Prioritizing Goals by Applying Options Thinking

Jan. 9, 2007
Applying systematic methods can improve results and increase value, whether on the corporate or on the local operational level.

Faced with empty pipelines, expiring patents, pricing pressures, generic competition, and growing government and consumer challenges, pharmaceutical companies are increasingly transforming their product value chains in order to increase overall profitability. Many big pharma companies are deconstructing their vertically integrated value chains. Some, for example, are selling manufacturing facilities or divesting mature products that are not part of their core business. Conversely, many small companies are creating supply chains that can accommodate expected growth, as demand for their products outstrips fledging value chains.

But whether they are growing or disaggregating their value chains, companies face a growing number of increasingly difficult and complex decisions: whether to insource or outsource or to license. They must also build in capacity flexibility, to adapt quickly to changing business conditions. In this demanding environment, the usual supply chain objectives of efficiency and effectiveness alone no longer suffice. The new mantra is efficiency, effectiveness, and excellence – what we call “value chain E3.” Simply stated:

  • Efficiency
      is doing things right.
  • Effectiveness
      is doing the right things.
  • Excellence
    is doing “the right things right” and achieving the highest quality.

In the past decade, many organizations have diligently focused on efficiency, in some cases to a fault. Despite the complexity of the choices they face, they make one-off decisions, often simply trying to optimize as cost-effectively as possible one isolated activity in the value chain. But value chain interdependencies preclude separate, sequential focus on each issue or option. While optimizing one element may improve that particular activity, it can also have a negative impact on another interdependent element somewhere else along the value chain.

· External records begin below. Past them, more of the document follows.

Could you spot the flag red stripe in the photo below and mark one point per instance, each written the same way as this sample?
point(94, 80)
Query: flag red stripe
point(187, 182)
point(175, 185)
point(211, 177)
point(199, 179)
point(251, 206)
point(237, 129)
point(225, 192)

Focus can no longer be separate and sequential. Instead it must be systematic and simultaneous, examining all strategic issues and options in order to optimize the overall E3 of the value chain and to maximize its financial value. This article will outline a proven approach for building “options thinking” into value chain decision-making and a method for accurately evaluating supply chain decisions, while explicitly accounting for the unique risks and uncertainties that make those decisions difficult. Although these techniques have been used at the “macro” level, for corporate decisionmaking, they can also be applied at the “micro” level, of the individual division, facility or line level.

Understanding “Options Thinking”

Building E3 into product value chain decisions requires a standardized decision-making process. There are a number of organizational structures that can be adopted, such as a steering committee composed of the decision-makers and a separate working team of individuals who provide the insights and analyses to support the steering committee discussions. But regardless of the structure employed, the goal of the decision-makers should be to identify the most valuable actions among all the many value chain choices by examining multiple competing alternatives and options. Decision-makers should be able to consistently, repeatedly, and reliably help the company strike the right balance across investments in product supply, capacity flexibility, total cost, and timing of profitability in the face of risk and uncertainty.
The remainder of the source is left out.